This depends on the line of business
"The evolution shouldn’t come as a surprise: the IT department is increasingly being seen as a profit rather than a cost centre with IT budgets commonly split between keeping the lights on and spend on innovation and revenue-generating projects."
It's a profit center only if your company is in the business of producing IT products or services. Otherwise it's a tool your company uses to perform their revenue generating functions. Yes, your IT systems can provide the latter organizations with a strategic advantage over your competition. In much the same way as an auto repair shop can excell by having higher quality and/or more capable tools.
Not the most important job in the IT process. Unless IT products/services are yor companies line of business. Its the process owning manager that makes the cost/benefit decisions on which tools to invest in and when to upgrade or replace those tools. These decisions need to be made with the support and operating costs of the legacy systems in mind. Which is where contributions from the operations (admins) as well as development (project) sides of the house need to be balanced against the user's cost/benefits.

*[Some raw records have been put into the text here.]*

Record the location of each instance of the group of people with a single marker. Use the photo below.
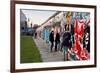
(76, 41)
(55, 40)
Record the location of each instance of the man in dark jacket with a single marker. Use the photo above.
(51, 39)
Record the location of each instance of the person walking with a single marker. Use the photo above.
(51, 39)
(57, 41)
(66, 44)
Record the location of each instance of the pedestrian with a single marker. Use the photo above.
(51, 39)
(57, 40)
(66, 44)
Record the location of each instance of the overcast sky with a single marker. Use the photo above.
(37, 16)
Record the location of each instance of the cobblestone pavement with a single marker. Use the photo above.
(45, 53)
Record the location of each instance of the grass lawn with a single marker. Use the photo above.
(29, 52)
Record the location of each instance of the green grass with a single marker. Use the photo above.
(29, 52)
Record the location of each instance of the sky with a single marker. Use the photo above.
(37, 16)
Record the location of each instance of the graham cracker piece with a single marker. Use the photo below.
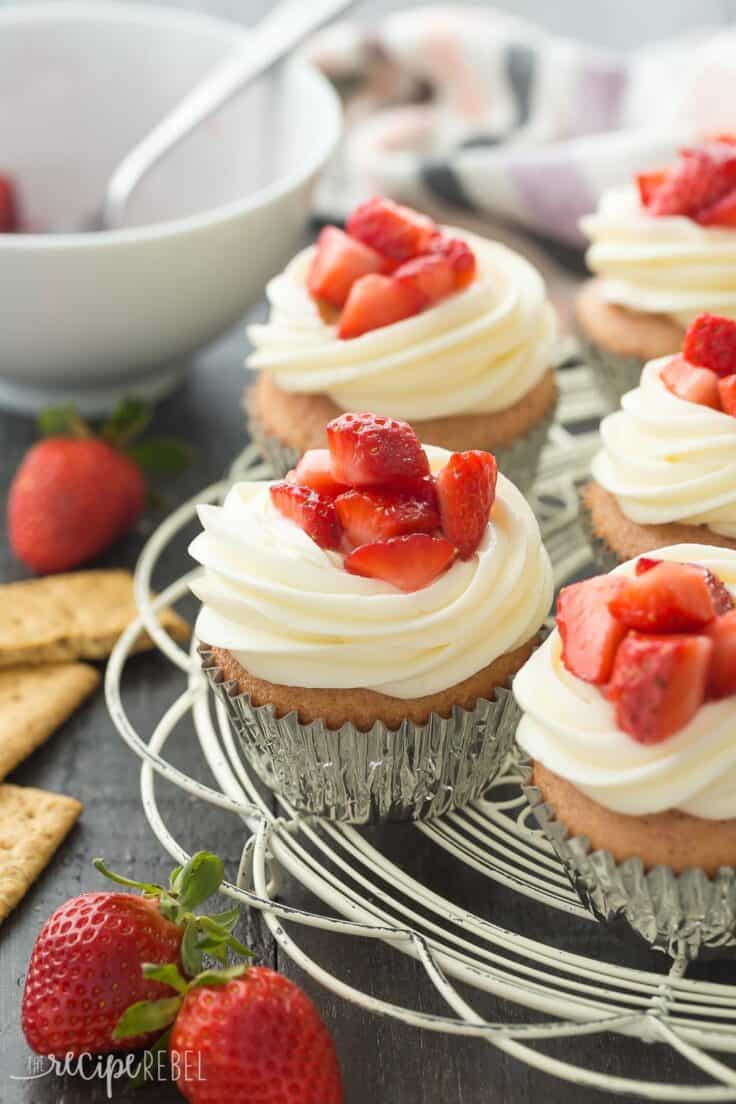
(34, 701)
(32, 825)
(74, 616)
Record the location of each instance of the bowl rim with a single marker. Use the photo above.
(127, 12)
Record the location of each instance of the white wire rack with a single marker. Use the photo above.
(369, 897)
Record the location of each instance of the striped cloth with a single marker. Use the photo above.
(479, 109)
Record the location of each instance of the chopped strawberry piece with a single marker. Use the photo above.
(394, 231)
(369, 449)
(338, 263)
(375, 301)
(722, 673)
(711, 342)
(671, 597)
(659, 683)
(460, 256)
(589, 633)
(466, 489)
(315, 470)
(407, 562)
(693, 384)
(648, 184)
(727, 393)
(370, 516)
(9, 216)
(312, 512)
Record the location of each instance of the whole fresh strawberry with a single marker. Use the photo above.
(75, 494)
(86, 965)
(241, 1036)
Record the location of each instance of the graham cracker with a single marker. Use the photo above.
(32, 825)
(75, 616)
(34, 701)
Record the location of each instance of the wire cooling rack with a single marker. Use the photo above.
(370, 897)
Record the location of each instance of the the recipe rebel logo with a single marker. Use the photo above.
(147, 1068)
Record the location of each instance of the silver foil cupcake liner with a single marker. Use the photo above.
(412, 773)
(684, 915)
(603, 554)
(612, 373)
(519, 462)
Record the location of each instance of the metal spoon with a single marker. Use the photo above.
(285, 27)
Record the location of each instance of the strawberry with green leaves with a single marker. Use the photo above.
(75, 494)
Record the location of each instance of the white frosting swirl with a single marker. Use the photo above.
(571, 728)
(668, 459)
(291, 614)
(479, 350)
(665, 264)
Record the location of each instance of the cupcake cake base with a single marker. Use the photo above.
(286, 424)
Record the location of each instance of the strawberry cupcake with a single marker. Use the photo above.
(628, 722)
(362, 618)
(418, 321)
(663, 251)
(667, 471)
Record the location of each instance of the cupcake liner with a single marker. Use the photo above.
(688, 914)
(612, 373)
(603, 554)
(413, 773)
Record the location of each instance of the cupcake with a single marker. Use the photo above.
(662, 252)
(438, 327)
(629, 714)
(361, 621)
(667, 471)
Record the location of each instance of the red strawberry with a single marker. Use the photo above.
(338, 263)
(649, 184)
(375, 301)
(659, 683)
(407, 562)
(371, 516)
(315, 470)
(86, 964)
(722, 673)
(460, 256)
(257, 1038)
(9, 216)
(394, 231)
(466, 490)
(590, 635)
(727, 393)
(693, 384)
(671, 597)
(711, 342)
(315, 513)
(369, 449)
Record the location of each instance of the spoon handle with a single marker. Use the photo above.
(286, 25)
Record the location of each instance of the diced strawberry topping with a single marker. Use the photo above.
(466, 489)
(407, 562)
(589, 633)
(369, 449)
(394, 231)
(370, 516)
(671, 597)
(711, 342)
(315, 470)
(338, 263)
(727, 393)
(693, 384)
(659, 683)
(9, 216)
(312, 512)
(375, 301)
(722, 673)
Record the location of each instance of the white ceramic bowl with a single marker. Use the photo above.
(91, 317)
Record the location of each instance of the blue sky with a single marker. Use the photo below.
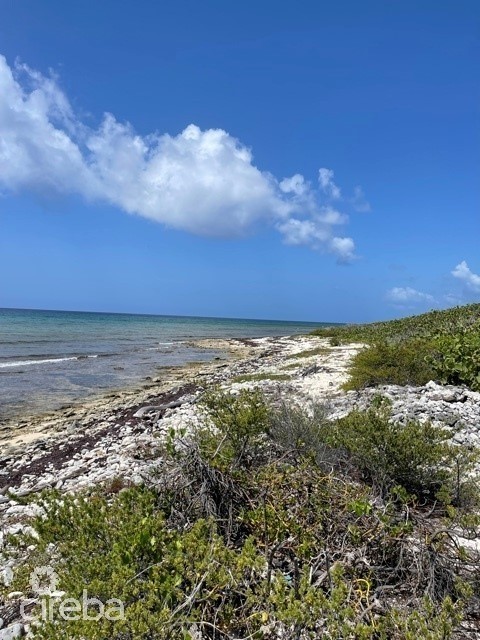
(317, 161)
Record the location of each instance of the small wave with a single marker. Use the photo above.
(25, 363)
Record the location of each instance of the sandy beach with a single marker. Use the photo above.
(116, 433)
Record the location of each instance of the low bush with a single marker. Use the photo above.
(415, 456)
(243, 534)
(456, 359)
(404, 363)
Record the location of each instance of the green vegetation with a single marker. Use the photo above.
(269, 523)
(440, 345)
(400, 363)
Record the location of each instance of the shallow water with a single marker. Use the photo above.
(52, 358)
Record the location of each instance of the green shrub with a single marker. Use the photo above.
(240, 420)
(402, 363)
(457, 359)
(415, 456)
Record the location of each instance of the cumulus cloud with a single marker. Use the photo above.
(406, 296)
(463, 272)
(203, 182)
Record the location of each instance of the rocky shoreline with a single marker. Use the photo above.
(119, 436)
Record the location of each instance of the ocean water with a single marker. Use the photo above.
(50, 359)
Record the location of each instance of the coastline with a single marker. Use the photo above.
(118, 434)
(25, 427)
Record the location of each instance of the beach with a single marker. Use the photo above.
(119, 432)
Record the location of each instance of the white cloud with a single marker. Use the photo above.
(327, 185)
(406, 296)
(202, 182)
(462, 272)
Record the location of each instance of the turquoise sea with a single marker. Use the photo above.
(52, 358)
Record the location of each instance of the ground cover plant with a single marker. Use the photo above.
(265, 523)
(440, 345)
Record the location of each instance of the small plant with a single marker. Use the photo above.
(240, 420)
(391, 363)
(457, 359)
(415, 456)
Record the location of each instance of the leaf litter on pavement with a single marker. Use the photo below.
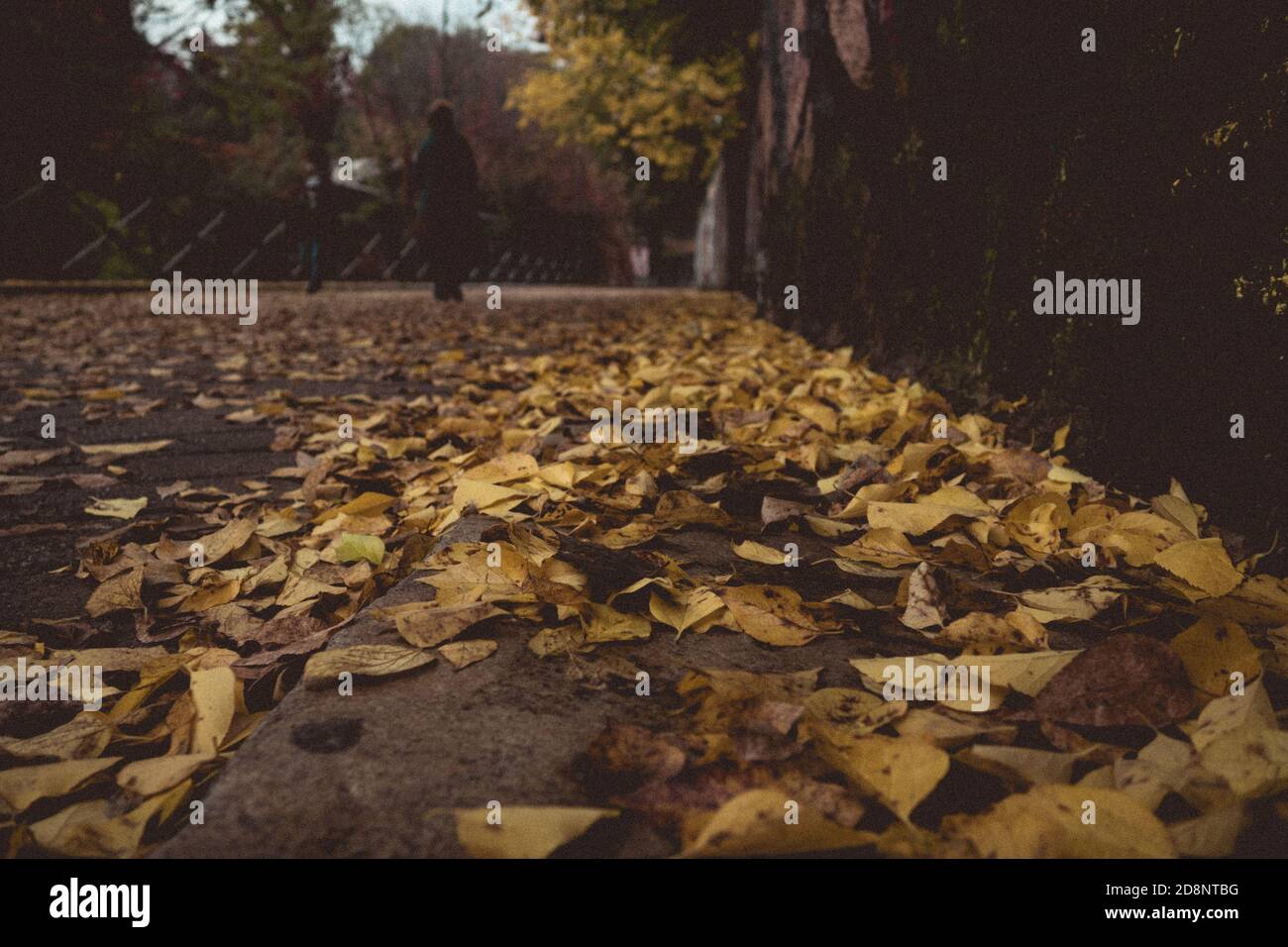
(1134, 668)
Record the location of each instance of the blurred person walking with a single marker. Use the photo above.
(445, 179)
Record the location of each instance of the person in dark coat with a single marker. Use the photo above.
(447, 206)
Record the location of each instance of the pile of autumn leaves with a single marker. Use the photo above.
(1162, 723)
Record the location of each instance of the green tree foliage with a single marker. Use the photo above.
(612, 81)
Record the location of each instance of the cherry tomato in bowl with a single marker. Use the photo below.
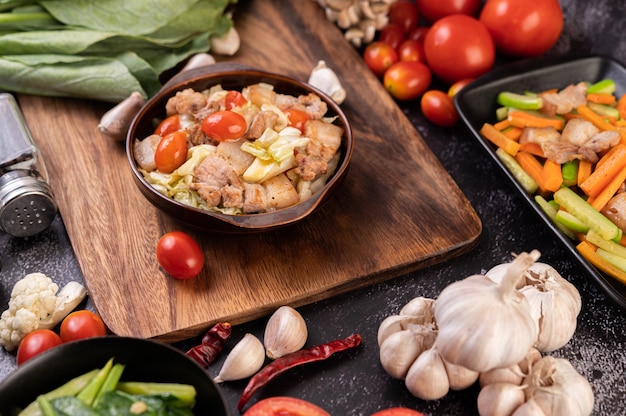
(36, 342)
(179, 255)
(82, 324)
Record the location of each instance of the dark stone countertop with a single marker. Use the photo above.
(355, 384)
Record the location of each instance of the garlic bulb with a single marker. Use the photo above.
(245, 359)
(285, 332)
(483, 324)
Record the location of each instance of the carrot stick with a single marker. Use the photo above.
(499, 139)
(601, 98)
(552, 178)
(526, 119)
(613, 162)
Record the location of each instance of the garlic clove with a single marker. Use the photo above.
(286, 332)
(244, 360)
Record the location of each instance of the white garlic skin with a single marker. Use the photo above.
(285, 332)
(244, 360)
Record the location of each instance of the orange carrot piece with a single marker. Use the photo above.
(588, 251)
(605, 195)
(601, 98)
(613, 162)
(525, 119)
(552, 177)
(496, 137)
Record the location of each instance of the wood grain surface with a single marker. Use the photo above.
(397, 211)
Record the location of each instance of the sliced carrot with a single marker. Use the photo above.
(496, 137)
(588, 251)
(612, 163)
(526, 119)
(552, 177)
(601, 98)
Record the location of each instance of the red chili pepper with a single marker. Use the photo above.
(212, 344)
(284, 363)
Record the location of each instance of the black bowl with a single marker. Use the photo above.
(477, 104)
(145, 360)
(234, 76)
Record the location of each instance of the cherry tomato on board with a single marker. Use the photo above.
(438, 107)
(171, 152)
(407, 80)
(82, 324)
(35, 343)
(179, 255)
(285, 406)
(458, 47)
(432, 10)
(522, 28)
(223, 126)
(379, 56)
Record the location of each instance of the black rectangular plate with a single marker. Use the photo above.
(477, 104)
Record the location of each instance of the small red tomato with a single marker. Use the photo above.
(438, 108)
(412, 50)
(297, 118)
(234, 99)
(407, 80)
(379, 56)
(168, 125)
(223, 126)
(82, 324)
(393, 34)
(171, 152)
(404, 13)
(35, 343)
(179, 255)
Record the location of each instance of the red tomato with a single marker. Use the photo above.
(458, 47)
(234, 99)
(35, 343)
(523, 28)
(404, 13)
(432, 10)
(393, 34)
(171, 152)
(297, 118)
(412, 50)
(398, 411)
(82, 324)
(379, 56)
(224, 126)
(179, 255)
(406, 80)
(438, 108)
(285, 406)
(168, 125)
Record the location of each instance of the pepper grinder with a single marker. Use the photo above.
(27, 204)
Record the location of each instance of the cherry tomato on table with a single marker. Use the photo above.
(171, 152)
(458, 47)
(523, 28)
(438, 108)
(407, 80)
(82, 324)
(179, 255)
(223, 126)
(35, 343)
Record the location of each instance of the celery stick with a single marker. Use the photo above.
(582, 210)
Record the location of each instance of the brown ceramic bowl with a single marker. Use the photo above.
(234, 76)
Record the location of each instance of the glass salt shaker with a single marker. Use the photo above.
(27, 204)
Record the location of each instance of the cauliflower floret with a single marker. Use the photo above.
(34, 304)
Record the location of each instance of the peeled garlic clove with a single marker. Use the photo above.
(244, 360)
(286, 332)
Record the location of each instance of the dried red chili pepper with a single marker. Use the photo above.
(289, 361)
(212, 344)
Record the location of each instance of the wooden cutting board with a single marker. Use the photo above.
(397, 211)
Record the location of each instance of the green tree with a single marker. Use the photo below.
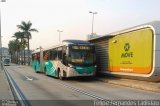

All too often, IT systems are seen as projects that, when done, provide the project manager their little gold star, promotion and material for their CV. And once the system is delivered, its cost to the company go largely unnoticed. Untion the users or admins scream about it being crap. The smart company has someone in charge of the work process that can call for a new system to be built, even if the old one is stil functional. If that new system can produce a savings/benefit to justify the work done. On the other hand, the process owner might reccommend sticking with a clipboard and pencil on the shop floor if the shiny tablet/IT tool doesn't add value to the bottom line. The latter decision doesn't look as good on an IT manager's CV, but its a valid choice.